こちらの記事では、40代のリアルな現実を読みたくなるときにおすすめな小説をご紹介します。離婚、年下の彼、口を聞いてくれない娘などそれぞれ悩みを抱えている4人のお話。

石井睦美さんの「ご機嫌な彼女たち」をピックアップしました。ネタバレしないあらすじ、内容、本の感想や魅力をご紹介します。

ご機嫌な彼女たちのあらすじ・内容

ご機嫌な彼女たちは、子育ても仕事も頑張るシングルマザー4人のお話です。

年下の恋人がいるスタイリストの万起子、離婚に傷ついた作家の寧、夫を亡くした料理家の崇子、娘が口をきいてくれないスーパーの正社員美香と全員バラバラの境遇。

年もバラバラなのに子育てを通して助け合っている姿はとても素敵でした。

ご機嫌な彼女たちの感想・魅力

ごきげんな彼女たちを読んで感じた魅力は、以下の3つ。

①朝まで話せる友達が欲しくなる
②子供の視点で新しい気づきがある
③最後泣きそうになる!

それぞれ詳しくみていきましょう。

①朝まで話せる友達が欲しくなる

1つ目の魅力は、朝まで話せる友達が欲しくなること。みんな人には言えない悩みや見栄もあるけれど、そういうことを乗り越えて大人になってから繋がり合えることって憧れてしまいます。朝まで話せる友達ってすごく貴重!

②子供の視点で新しい気づきがある

そして2つ目の魅力は、子供の視点で新しい気づきがあること。大人から見た子供の視点が多いのですが、途中で子供視点で描かれています。

子供は子供で「親に迷惑をかけないように」とか、親に「気づいてもらいたい」という気持ちから行動を起こしているんですよね。今大人になってしまうとそうゆう視点や考え方を忘れてしまうので、とても新鮮に映りました。

大人になってから得た良い「鈍感力」は自己中に陥りやすいのではないかとふと反省。いろんな人の立場から考える大切さを感じました。子育て中のママや、子育てがひと段落した人にもおすすめです。

③最後泣きそうになる!

最後には13年後の話も出てくるのですが、思わず泣きそうになってしまいました。どんな親でも愛に溢れていて、子供を大切に思いたくても思えないときもあるけれど、結局仲良くやっていきたいんだなということを感じてしまいました。

という私はまだ子供がいないので、そんな妄想をしていました。素敵なママ友が欲しい!

時間がなくてとても早く読んでしまったので、今度はもっとじっくりと時間をかけて味わいたいなと思います。
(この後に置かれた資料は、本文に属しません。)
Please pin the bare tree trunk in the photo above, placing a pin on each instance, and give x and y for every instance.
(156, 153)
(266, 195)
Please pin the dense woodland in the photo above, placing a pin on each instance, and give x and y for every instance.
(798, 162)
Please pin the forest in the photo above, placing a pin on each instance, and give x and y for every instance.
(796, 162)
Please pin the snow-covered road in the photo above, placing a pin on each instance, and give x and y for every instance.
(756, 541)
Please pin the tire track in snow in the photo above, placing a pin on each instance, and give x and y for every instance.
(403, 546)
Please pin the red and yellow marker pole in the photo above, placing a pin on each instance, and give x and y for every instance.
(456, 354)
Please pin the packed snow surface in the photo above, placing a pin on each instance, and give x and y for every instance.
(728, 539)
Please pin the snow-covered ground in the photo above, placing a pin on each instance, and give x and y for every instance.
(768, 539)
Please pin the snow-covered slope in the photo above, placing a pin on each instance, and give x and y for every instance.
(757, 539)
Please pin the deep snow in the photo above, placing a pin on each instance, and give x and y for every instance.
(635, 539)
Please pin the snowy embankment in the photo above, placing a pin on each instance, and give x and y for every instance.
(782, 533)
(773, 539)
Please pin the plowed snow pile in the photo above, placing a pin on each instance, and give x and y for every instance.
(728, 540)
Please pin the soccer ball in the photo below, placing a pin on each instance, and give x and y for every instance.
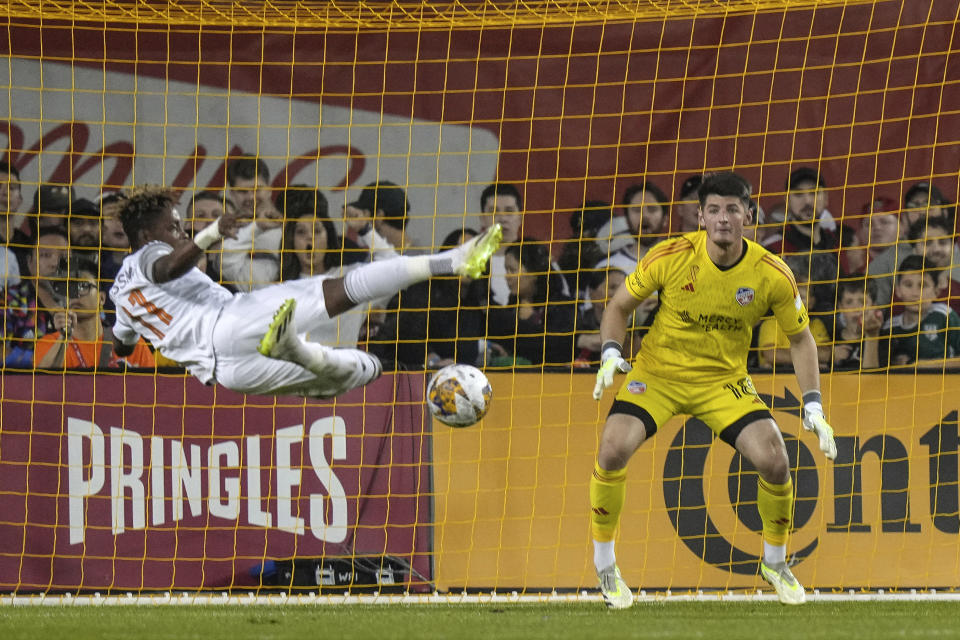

子供ができたり、成長したときに、自分の成長具合を確かめながらまた読みたいなと思う本でした。

未来を夢見る人や、仕事を頑張る女性、年代を超えて楽しみたい小説を探している人など、いろんな年齢の女性たちの胸に届く小説だと思います。

ご機嫌な彼女たちのまとめ

ご機嫌な彼女たちは、30代の私にとっては「こんな未来も素敵」と思える未来像を見せてくれました。40代のリアルな生活を垣間見るのにぴったりな一冊です。